We found a good concordance between the results from automated methods A and B only when the positive area of the cylinders was less than 10%. The larger differences observed when the percentage of positive area in the cylinders was greater than 55% were probably because the number of "tumoural glands" in these DIs is more important. Exclusion (method A) or inclusion (method B) of the pixels corresponding to the light of the tumour glands and the pixels of the nuclei inside the segmented objects, could explain the differences observed in our study. On the other hand, our results also showed that these automated methods tended to identify a smaller positive area than the two manual evaluations. It may be due to the difficulty the human eye has in determining the percentage positive area in large images with a large amount of brown stain without using tools. When manual and automated evaluations of whole slide images of breast tissue stained only with haematoxylin-eosin (without DAB staining) were compared, the two methods proved to have similar accuracy, precision and reproducibility [11]. For both observers, the differences were more pronounced with method A (holes excluded) than with method B (holes included). This may be because the latter method more closely mimics the process of manual quantification. The pathologists interpreted the total positive tumoural area as the area stained with brown colour, the nuclei included in them and also the light of all the tumoural glands. Then, they interpreted the total positive tumoural area, automatically including the total positive tumoural area, rather than solely the brown pixels. However, even when these areas were included in the automated method the pathologists still overestimated the positive area.

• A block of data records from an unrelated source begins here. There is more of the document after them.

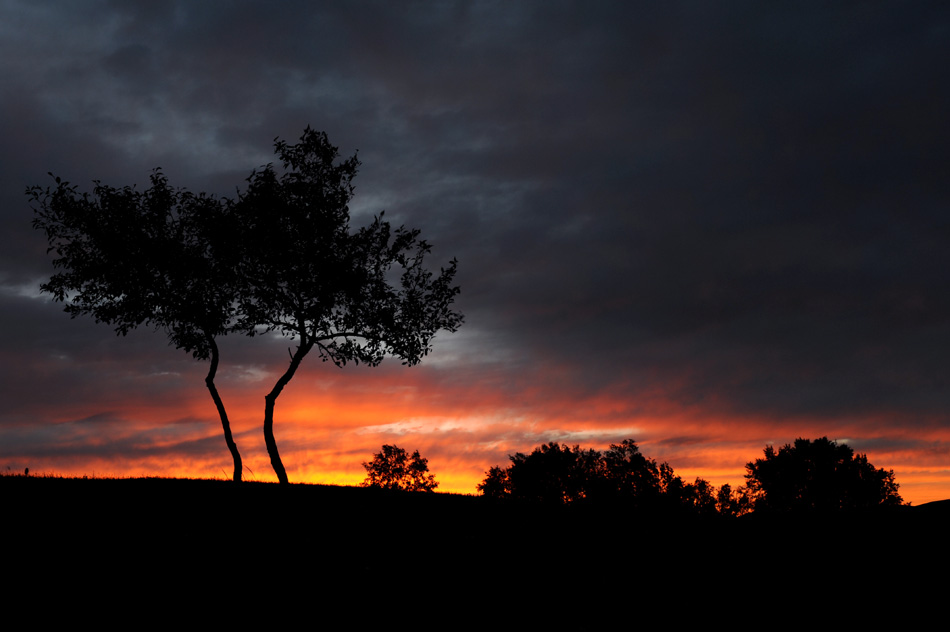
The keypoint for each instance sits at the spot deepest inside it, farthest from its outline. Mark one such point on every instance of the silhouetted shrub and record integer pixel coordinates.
(394, 468)
(557, 474)
(818, 475)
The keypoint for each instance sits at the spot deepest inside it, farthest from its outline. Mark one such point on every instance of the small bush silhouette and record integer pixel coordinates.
(821, 476)
(394, 468)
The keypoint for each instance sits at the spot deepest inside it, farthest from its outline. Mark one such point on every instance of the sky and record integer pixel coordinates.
(707, 227)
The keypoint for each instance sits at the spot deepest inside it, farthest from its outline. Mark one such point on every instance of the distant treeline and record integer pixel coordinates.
(812, 476)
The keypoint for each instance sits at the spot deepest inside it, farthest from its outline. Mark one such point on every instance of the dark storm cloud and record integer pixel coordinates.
(740, 208)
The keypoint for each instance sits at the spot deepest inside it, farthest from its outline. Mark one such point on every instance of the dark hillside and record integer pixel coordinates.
(299, 543)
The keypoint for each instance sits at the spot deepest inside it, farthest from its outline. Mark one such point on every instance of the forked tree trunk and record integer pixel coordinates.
(209, 381)
(270, 400)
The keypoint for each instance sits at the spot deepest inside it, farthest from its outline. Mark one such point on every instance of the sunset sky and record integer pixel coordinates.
(705, 226)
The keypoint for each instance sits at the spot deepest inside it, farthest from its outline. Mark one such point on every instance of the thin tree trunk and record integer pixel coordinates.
(270, 400)
(209, 381)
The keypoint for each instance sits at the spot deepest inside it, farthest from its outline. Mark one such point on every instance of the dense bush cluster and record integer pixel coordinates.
(807, 476)
(558, 474)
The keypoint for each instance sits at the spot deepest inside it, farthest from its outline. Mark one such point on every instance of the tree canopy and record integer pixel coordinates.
(280, 257)
(129, 257)
(394, 468)
(352, 296)
(819, 475)
(556, 474)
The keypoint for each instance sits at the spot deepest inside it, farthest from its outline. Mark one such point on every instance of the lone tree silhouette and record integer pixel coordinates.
(354, 297)
(818, 475)
(394, 468)
(281, 257)
(130, 257)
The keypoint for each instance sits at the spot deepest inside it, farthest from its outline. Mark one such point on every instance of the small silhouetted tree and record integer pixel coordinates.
(818, 475)
(350, 296)
(496, 484)
(129, 257)
(558, 474)
(631, 475)
(394, 468)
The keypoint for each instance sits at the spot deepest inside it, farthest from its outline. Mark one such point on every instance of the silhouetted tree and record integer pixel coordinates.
(306, 276)
(130, 257)
(818, 475)
(558, 474)
(394, 468)
(733, 503)
(631, 475)
(496, 484)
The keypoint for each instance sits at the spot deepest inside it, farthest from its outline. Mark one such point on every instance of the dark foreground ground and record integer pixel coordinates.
(214, 552)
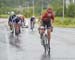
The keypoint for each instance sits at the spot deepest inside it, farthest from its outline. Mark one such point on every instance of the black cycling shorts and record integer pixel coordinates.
(47, 24)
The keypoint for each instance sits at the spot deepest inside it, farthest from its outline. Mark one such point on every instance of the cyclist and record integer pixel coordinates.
(11, 20)
(32, 22)
(46, 20)
(22, 19)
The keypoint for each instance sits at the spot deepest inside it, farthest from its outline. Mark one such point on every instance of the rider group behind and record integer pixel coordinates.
(32, 21)
(22, 18)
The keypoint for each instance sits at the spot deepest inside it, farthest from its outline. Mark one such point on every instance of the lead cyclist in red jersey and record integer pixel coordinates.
(47, 20)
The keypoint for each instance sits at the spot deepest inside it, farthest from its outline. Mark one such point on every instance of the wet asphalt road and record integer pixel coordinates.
(28, 47)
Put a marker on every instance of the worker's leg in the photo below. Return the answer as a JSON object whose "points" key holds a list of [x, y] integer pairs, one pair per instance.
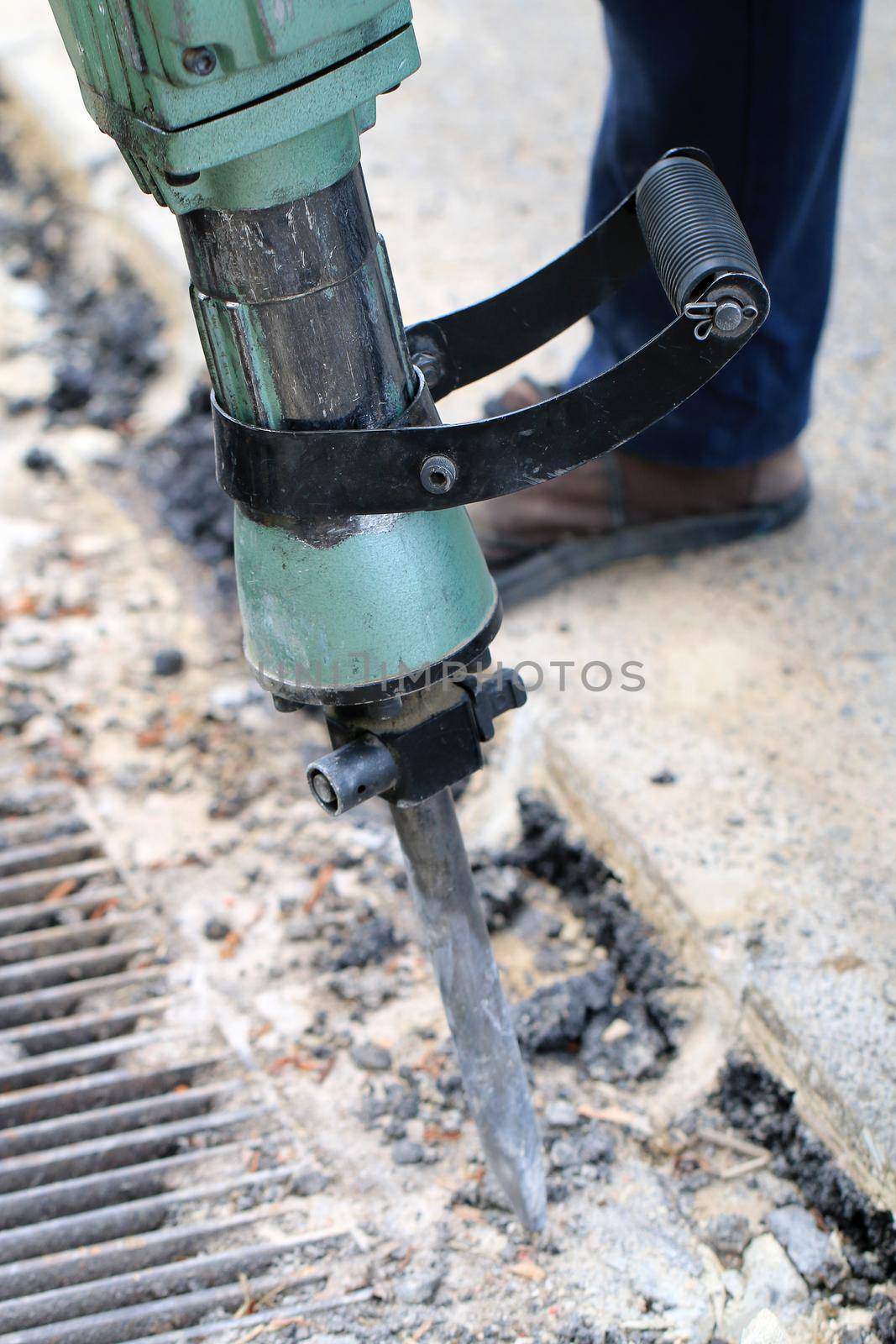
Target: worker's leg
{"points": [[765, 87]]}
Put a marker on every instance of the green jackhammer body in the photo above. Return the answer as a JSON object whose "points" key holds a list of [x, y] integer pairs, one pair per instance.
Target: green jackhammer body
{"points": [[244, 118]]}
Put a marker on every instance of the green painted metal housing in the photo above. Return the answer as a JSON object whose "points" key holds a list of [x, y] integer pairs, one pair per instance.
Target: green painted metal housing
{"points": [[277, 118], [376, 606], [291, 87]]}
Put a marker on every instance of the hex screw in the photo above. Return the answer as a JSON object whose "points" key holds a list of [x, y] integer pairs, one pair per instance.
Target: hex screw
{"points": [[199, 60], [728, 316], [324, 792], [430, 366], [438, 475]]}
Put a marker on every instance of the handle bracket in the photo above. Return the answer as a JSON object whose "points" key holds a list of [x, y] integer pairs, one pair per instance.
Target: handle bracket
{"points": [[291, 474]]}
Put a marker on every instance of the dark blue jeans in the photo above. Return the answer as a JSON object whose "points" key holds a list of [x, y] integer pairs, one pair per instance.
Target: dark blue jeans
{"points": [[765, 87]]}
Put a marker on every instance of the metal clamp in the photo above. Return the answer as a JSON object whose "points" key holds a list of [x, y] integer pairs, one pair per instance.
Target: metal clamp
{"points": [[409, 468]]}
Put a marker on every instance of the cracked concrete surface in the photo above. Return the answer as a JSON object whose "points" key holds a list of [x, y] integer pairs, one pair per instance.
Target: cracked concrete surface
{"points": [[768, 669]]}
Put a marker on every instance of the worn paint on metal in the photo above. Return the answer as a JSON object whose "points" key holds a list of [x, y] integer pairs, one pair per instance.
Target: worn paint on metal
{"points": [[293, 85], [402, 595]]}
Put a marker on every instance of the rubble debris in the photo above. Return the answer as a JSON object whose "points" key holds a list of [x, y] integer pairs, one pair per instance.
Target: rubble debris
{"points": [[42, 461], [883, 1323], [813, 1252], [770, 1281], [308, 1183], [367, 941], [418, 1289], [558, 1014], [501, 890], [765, 1328], [181, 465], [562, 1115], [168, 663], [406, 1152], [217, 929], [728, 1234], [372, 1058], [755, 1102], [614, 1021]]}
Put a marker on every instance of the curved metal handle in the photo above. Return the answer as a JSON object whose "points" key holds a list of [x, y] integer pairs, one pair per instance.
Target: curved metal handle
{"points": [[692, 230]]}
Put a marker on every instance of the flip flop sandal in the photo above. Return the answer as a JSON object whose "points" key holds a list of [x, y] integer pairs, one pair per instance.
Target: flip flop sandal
{"points": [[532, 571], [503, 405]]}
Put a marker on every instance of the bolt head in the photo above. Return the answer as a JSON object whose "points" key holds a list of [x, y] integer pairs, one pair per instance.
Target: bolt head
{"points": [[728, 316], [429, 366], [438, 475], [322, 790], [199, 60]]}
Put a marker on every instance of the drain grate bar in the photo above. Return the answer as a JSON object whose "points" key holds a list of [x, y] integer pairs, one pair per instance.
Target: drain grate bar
{"points": [[139, 1191], [42, 827], [42, 944], [45, 1037], [47, 1003], [128, 1323], [127, 1254], [118, 1151], [71, 1095], [109, 1120], [137, 1215], [50, 853], [56, 1065], [69, 965], [159, 1281], [280, 1316], [39, 914], [34, 886], [85, 1193]]}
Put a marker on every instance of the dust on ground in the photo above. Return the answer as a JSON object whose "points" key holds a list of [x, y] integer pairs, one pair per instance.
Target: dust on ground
{"points": [[297, 934]]}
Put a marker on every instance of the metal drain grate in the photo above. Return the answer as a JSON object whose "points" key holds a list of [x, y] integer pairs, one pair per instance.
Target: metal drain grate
{"points": [[140, 1198]]}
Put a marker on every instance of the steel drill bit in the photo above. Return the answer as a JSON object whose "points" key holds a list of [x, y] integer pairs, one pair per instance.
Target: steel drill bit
{"points": [[457, 940]]}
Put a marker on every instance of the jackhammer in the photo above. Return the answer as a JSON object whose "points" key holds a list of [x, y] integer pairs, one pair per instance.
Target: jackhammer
{"points": [[362, 585]]}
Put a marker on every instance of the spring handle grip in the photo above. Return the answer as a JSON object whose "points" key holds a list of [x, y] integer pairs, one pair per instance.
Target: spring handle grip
{"points": [[691, 228]]}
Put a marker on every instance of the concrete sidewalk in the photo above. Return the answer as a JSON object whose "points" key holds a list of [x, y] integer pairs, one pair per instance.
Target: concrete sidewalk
{"points": [[770, 669]]}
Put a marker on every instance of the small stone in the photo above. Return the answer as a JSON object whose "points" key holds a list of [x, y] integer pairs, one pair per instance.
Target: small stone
{"points": [[228, 698], [564, 1153], [40, 461], [309, 1183], [332, 1339], [417, 1289], [416, 1131], [38, 658], [217, 929], [168, 663], [770, 1281], [302, 929], [562, 1115], [42, 729], [815, 1253], [728, 1234], [765, 1328], [371, 1057], [407, 1153]]}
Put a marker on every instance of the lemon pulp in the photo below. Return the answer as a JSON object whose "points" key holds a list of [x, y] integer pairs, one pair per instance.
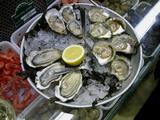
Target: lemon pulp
{"points": [[73, 55]]}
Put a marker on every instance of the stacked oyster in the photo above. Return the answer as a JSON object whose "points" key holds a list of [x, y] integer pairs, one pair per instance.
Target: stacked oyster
{"points": [[110, 47]]}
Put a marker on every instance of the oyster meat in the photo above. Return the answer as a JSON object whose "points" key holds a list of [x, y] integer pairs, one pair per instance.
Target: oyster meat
{"points": [[97, 15], [116, 25], [69, 86], [67, 13], [121, 67], [48, 75], [98, 30], [124, 43], [55, 22], [43, 58], [75, 28], [103, 52]]}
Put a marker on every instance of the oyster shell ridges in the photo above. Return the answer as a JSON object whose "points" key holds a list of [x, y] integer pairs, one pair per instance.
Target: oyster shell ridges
{"points": [[45, 77], [43, 58], [69, 86]]}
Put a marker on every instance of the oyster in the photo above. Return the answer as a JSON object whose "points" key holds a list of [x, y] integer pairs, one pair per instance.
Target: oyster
{"points": [[98, 30], [43, 58], [55, 22], [121, 67], [75, 28], [116, 25], [103, 52], [69, 86], [97, 15], [48, 75], [124, 43], [67, 13]]}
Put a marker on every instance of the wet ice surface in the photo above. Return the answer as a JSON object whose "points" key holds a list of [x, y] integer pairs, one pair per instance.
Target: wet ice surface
{"points": [[94, 91], [44, 40]]}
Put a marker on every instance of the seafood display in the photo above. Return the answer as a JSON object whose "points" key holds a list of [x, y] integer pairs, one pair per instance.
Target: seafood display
{"points": [[55, 22], [103, 52], [43, 58], [120, 6], [67, 66]]}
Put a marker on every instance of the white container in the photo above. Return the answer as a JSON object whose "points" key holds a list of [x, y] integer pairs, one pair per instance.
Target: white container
{"points": [[17, 36]]}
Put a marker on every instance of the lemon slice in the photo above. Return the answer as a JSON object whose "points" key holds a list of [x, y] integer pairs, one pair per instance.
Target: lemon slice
{"points": [[73, 55]]}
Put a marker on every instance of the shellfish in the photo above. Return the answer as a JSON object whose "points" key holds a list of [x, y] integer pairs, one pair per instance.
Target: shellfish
{"points": [[67, 13], [97, 15], [43, 58], [55, 22], [48, 75], [124, 43], [121, 67], [75, 28], [116, 25], [69, 86], [98, 30], [103, 52]]}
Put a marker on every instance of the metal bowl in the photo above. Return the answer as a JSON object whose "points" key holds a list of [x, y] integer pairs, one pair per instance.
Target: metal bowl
{"points": [[136, 61]]}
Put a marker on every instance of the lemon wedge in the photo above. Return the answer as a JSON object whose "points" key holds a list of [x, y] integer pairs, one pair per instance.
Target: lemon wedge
{"points": [[73, 55]]}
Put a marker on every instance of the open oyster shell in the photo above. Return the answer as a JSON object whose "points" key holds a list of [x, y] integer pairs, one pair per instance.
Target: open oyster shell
{"points": [[69, 86], [55, 22], [116, 25], [43, 58], [67, 13], [97, 15], [75, 28], [124, 43], [103, 52], [98, 30], [121, 67], [48, 75]]}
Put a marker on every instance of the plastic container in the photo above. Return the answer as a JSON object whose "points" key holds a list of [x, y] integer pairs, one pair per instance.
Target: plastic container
{"points": [[17, 36]]}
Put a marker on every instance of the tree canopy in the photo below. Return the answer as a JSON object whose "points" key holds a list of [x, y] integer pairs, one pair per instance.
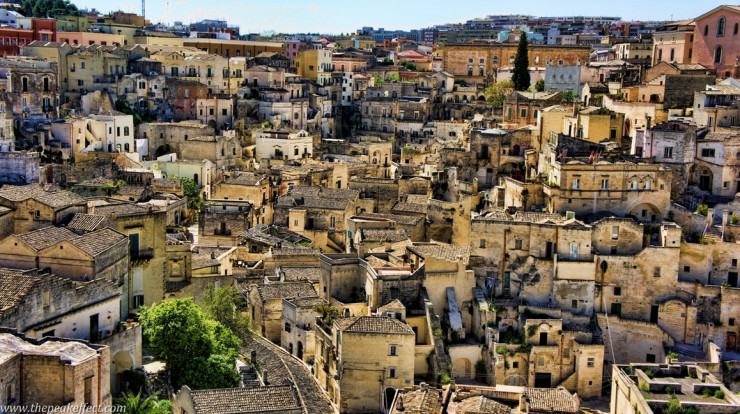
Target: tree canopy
{"points": [[199, 352], [520, 76], [222, 305], [47, 8], [496, 93]]}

Other comparative studies of manual and automated IHC evaluations have already been published [16, 2528]. The pattern of staining of the markers evaluated, the type and size of the DIs analysed, and the manner of portraying the results (e.g., frequency of positive cells, percentage of positive area, and threshold levels of positivity or cut-off values) may explain some of the discrepancies between the manual and automated results obtained in these studies. A relatively good correlation has been found in a study of prostate cancer specimens when the percentage of positively stained areas in a TMA cylinder evaluated by image analysis software was compared to the manual quantification [15]. However, in that study the percentage of stained epithelial cells was reduced to categorical scores (1, <33%; 2 33%-66%; 3, >66%), which simplified the manual evaluation and thereby considerably reduced the differences that may arise between manual and automated methods.

Conclusion

As compared to manual evaluation, automated image analysis is a simple and economical method of quantifying and scoring immunohistochemically stained markers that improve the levels of sensitivity, precision, reproducibility and standardization of these kinds of measurements. Moreover the advances in automated evaluation of immunohistochemical markers in whole-slide digital images offer a practical means of improving the accuracy and reproducibility of these measurements for diagnosis, education and research purposes. The analysis of complete TMA cylinders provides more information about the prognostic biomarkers in a single image and avoids the loss of information needed to detect prognostic biomarkers. This study is the first part of a project that aims to compare the quantity of different immune response markers in relation to the percentage of the tumoural area (CK19) for the purpose of developing a prognostic factor. Further work is needed to evaluate which of these methods (automated methods A or B versus manual evaluation) will be the best one to use in future prognostic studies.